Finally, returning to questions raised earlier, we may consider whether the construct of ASD itself could be a convenient clinical fiction, serving to categorize children with developmental disorders for the purpose of treatment decisions. This would imply that convergence is an artifact of diagnostic procedures, unrelated to underlying biology. The argument has been made (e.g., [118]), and may be considered with reference to the human mind’s penchant to perceive categorical boundaries even where there are none in the physical world [119], as, for example, in phonemic categorization [120]. This view is substantiated by the contemporary trend towards transdiagnostic approaches to research and clinical practice, focusing on features that cross diagnostic and categorical boundaries (e.g., [121,122]), which highlights, for instance, that SC deficits are also present in schizophrenia spectrum disorders, social anxiety, and other developmental or conduct disorders. However, while clinicians will acknowledge comorbidities and fuzzy lines of demarcation between diagnostic categories, they will likely reject the view of ASD as a convenient fiction because it is incompatible with their everyday clinical experience.

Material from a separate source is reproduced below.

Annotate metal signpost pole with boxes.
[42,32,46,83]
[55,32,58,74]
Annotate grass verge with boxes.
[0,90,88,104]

Many ASDs: Are Large Samples the Answer?

For reasons solely to do with logical transparency, we have presented the different convergence scenarios as distinct alternatives. In reality, each of them probably captures an aspect of the true complexity in the relation between causal factors and SC symptomatology, and each scenario may apply to different degrees to the varying etiologies underlying ASDs. It is likely that genetic and epigenetic risk factors affect SC abilities with some specificity at maturational stages of increased vulnerability and in regions with predominant effects on SC functions or its precursors. In addition, as discussed earlier, the DSM-5 presentation of ASD as a singular disorder may indeed be misleading, because it solely reflects a relative convergence at the behavioral outcome level (onto a set of diagnostic criteria and a range of severities), of what at the biological level most likely comprises an array of diverse etiologies. The attempt to understand behavioral convergence made in the previous section is therefore the exact flipside of the need to understand diversity of causation and trajectories of neurodevelopmental disturbances.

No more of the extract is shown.